- Interactive map of Kolnes
- Coordinates: 59°23′12″N 5°22′24″E﻿ / ﻿59.38655°N 5.37334°E
- Country: Norway
- Region: Western Norway
- County: Rogaland
- District: Haugaland
- Municipality: Karmøy Municipality
- Elevation: 15 m (49 ft)
- Time zone: UTC+01:00 (CET)
- • Summer (DST): UTC+02:00 (CEST)
- Post Code: 5541 Kolnes

= Kolnes =

Village in Karmøy Municipality, Norway

Kolnes is a village in Karmøy Municipality in Rogaland county, Norway. The residential village is located on the west side of the Førresfjorden, south of the village of Førre and east of the village of Norheim.

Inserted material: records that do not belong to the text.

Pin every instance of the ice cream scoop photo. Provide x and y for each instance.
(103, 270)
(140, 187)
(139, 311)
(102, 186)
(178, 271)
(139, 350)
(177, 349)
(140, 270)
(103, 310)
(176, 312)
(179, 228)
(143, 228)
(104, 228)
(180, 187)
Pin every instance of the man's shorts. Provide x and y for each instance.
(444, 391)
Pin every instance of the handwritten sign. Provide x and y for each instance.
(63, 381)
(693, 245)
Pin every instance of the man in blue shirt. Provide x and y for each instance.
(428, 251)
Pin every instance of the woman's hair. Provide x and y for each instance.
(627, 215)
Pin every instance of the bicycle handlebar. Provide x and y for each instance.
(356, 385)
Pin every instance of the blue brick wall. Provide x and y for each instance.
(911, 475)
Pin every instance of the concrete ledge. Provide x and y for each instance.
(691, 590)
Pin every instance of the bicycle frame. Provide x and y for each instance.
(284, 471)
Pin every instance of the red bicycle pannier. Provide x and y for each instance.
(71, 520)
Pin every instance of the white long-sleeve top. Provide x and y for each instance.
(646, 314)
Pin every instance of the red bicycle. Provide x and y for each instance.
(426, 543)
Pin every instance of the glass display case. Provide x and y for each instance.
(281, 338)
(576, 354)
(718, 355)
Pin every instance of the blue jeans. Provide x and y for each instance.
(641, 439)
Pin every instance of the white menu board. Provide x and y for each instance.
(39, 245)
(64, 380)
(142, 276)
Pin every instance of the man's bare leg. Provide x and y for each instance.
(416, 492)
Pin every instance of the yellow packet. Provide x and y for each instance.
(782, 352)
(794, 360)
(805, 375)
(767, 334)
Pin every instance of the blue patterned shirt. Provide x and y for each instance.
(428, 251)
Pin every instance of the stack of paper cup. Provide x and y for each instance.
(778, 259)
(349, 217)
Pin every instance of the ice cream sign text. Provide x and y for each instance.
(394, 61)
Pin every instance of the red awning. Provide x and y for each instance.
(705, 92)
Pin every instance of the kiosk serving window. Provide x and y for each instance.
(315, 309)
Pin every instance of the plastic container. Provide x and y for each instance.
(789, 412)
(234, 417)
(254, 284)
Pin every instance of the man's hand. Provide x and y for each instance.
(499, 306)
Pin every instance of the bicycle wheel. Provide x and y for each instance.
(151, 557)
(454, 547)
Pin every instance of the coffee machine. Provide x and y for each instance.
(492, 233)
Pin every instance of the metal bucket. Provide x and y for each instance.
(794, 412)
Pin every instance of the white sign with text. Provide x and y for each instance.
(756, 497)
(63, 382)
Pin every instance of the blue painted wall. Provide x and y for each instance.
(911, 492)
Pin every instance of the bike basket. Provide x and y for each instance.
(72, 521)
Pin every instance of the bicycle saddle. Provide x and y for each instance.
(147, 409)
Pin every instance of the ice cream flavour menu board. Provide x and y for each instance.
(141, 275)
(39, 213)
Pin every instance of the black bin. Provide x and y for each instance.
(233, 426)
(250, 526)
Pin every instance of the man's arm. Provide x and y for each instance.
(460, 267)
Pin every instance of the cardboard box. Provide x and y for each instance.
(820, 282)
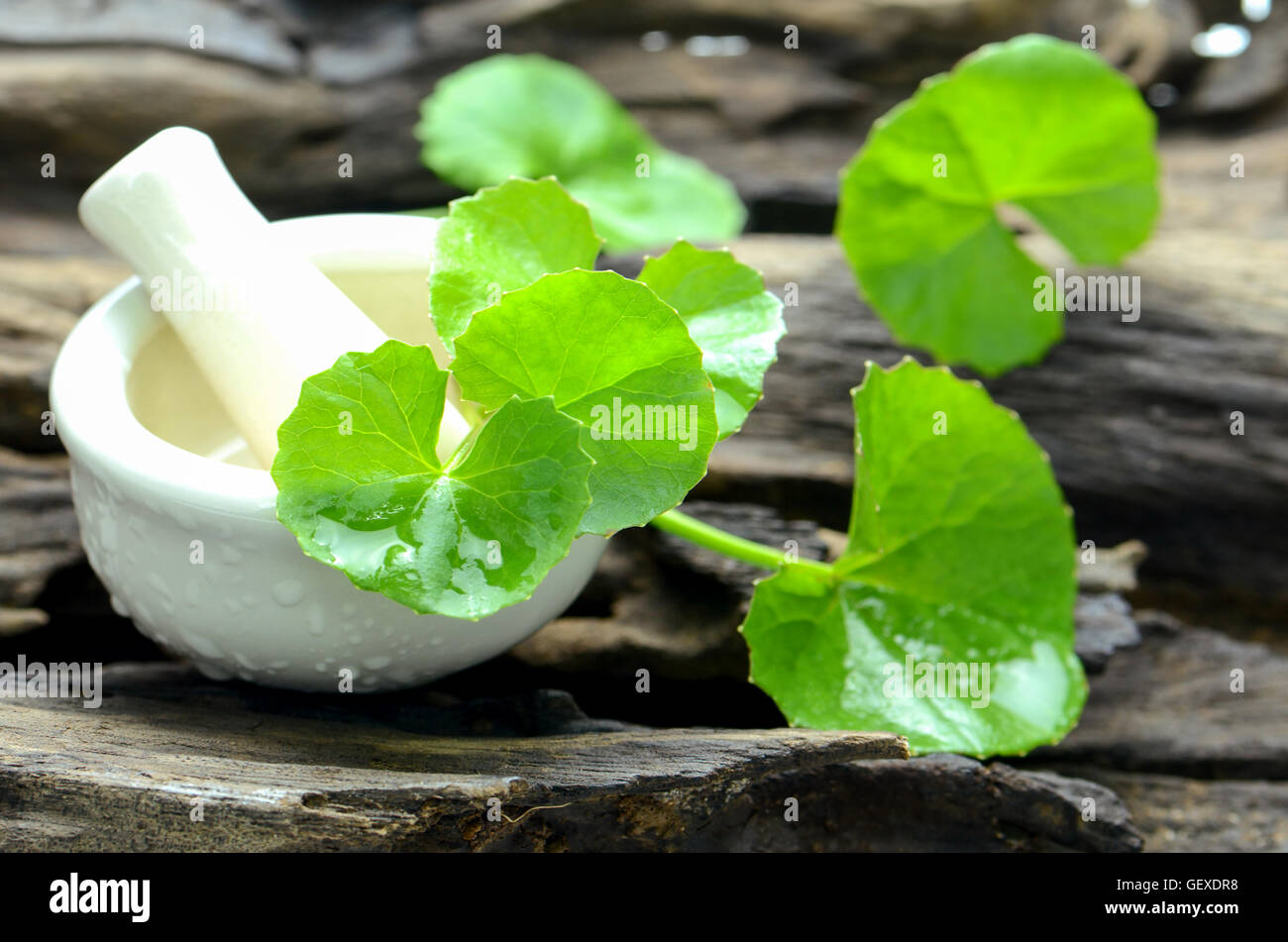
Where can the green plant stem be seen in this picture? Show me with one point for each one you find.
(728, 545)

Kolnes has experienced rapid growth. Between 1970 and 2013 the population has increased by 87%. The municipality is planning further growth in the area by opening up 1700 sites for residential housing that is expected to increase the population from 1500 to 4500 between 2012 and 2027.

Rogaland county road 832 is the main route through Kolnes, running between the villages of Aksnes in the south and Eike and Skre in the north where it meets the European route E134 highway. The community is served by Kolumbus bus line 224 six days a week.